Landlords and Broker Fees

Effective August 1, 2025, Governor Healey signed a law that states that whoever hires the broker to rent an apartment, pays for the broker. This is a pretty simple rule: if the landlord hires a broker to market an apartment to find a tenant, then the landlord has to pay the broker. The landlord can no longer pass that fee onto the tenant to pay.

We received a call this week from one of our landlord clients explaining that her tenant was breaking the lease and she now had to re-rent the property. She wanted to know who was responsible for the broker fee to re-rent the property? This is a two-part question. First, pursuant to the new statute, the landlord has to pay a broker if she chooses to hire a broker. The new tenant is not responsible for that fee. However, the landlord may be able to seek payment from the current tenant – the one breaking the lease.

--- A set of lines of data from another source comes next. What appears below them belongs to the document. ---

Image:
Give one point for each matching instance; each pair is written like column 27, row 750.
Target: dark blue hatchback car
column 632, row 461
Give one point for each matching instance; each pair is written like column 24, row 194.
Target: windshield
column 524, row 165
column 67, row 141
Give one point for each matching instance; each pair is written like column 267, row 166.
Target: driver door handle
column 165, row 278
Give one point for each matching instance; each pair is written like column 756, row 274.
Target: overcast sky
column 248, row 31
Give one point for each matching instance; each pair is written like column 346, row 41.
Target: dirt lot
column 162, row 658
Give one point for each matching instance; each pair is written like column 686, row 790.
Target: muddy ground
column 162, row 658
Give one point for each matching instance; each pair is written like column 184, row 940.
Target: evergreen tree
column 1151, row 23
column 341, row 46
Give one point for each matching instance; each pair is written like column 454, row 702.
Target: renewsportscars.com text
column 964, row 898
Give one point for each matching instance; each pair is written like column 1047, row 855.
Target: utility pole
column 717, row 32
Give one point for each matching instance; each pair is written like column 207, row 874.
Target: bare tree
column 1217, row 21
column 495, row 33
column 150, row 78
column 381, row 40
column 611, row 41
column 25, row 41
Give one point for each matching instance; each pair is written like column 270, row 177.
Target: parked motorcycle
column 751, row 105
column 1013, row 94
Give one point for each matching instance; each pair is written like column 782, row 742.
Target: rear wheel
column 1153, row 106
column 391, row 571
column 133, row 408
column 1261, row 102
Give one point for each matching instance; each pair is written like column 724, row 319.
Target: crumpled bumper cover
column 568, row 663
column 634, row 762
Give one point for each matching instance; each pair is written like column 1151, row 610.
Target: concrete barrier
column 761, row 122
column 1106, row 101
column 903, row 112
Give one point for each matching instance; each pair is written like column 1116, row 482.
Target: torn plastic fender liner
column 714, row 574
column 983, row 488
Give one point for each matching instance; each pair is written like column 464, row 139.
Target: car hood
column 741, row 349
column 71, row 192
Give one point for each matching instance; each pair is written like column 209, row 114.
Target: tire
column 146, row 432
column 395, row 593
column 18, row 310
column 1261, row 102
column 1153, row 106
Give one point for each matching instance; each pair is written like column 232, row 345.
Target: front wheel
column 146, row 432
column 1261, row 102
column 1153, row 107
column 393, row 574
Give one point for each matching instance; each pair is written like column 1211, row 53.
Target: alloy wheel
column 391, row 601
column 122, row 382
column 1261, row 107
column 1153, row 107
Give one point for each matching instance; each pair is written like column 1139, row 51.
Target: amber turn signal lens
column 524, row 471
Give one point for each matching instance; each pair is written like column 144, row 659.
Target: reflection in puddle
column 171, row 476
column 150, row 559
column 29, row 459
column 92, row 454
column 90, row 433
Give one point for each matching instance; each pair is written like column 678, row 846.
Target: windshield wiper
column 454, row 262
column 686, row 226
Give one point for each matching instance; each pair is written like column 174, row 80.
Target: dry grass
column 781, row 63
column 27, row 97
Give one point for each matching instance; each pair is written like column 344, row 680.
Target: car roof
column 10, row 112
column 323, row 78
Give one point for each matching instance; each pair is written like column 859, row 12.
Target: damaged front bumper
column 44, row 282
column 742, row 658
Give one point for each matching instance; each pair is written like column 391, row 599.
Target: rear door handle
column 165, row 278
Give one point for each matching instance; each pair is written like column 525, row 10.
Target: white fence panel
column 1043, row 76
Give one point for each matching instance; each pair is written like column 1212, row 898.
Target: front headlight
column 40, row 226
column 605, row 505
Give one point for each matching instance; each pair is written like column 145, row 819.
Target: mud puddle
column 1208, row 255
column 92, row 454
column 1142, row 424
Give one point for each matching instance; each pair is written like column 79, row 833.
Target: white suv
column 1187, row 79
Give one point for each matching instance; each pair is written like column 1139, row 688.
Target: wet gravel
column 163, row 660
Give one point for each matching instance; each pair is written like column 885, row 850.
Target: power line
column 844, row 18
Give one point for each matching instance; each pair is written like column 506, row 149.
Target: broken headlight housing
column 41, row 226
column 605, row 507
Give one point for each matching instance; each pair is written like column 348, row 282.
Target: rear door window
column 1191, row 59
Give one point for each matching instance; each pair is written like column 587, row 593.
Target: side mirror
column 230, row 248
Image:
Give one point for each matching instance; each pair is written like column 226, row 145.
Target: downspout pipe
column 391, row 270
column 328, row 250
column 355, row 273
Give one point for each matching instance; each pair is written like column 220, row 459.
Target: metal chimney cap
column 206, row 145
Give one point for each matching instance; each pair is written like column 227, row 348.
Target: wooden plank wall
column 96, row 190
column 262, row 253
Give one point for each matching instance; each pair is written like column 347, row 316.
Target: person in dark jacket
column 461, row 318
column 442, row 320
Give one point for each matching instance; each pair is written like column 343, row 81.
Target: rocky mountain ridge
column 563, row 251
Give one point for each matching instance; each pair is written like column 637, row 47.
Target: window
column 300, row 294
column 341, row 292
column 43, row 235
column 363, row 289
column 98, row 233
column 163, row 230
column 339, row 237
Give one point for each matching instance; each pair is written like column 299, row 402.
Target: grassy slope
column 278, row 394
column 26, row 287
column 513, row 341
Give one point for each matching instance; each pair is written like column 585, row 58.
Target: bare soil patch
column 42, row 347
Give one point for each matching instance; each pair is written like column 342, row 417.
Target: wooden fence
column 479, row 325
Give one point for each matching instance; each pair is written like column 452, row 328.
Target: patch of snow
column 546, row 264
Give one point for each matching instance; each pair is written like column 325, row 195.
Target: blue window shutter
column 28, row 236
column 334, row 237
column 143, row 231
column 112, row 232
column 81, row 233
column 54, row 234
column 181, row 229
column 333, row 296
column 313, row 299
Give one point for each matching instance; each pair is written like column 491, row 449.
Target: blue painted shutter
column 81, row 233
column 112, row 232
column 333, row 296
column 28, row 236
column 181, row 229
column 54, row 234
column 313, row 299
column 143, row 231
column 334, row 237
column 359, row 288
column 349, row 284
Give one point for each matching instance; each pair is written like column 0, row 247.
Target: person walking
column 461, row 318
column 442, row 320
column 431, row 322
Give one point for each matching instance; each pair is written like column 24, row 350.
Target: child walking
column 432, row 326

To determine the answer to whether the landlord can re-coup the funds from the tenant breaking the lease, one has to go to the lease. If the lease provides that the tenant must reimburse or indemnify the landlord when the tenant moves out of the property prior to the end of the lease term or for abandoning the apartment, then the landlord can seek payment from the current tenant. If there is no provision that allows the landlord to seek these costs from the tenant breaking the lease, then the landlord would have to try to argue that the broker’s fee constituted damages recoverable under common law.
Given this substantial change in the law, landlords should review their existing leases, as well as their model lease and consider making changes to make clear that if a tenant breaches a lease, or wants to terminate a lease early that they will have to pay the broker fee.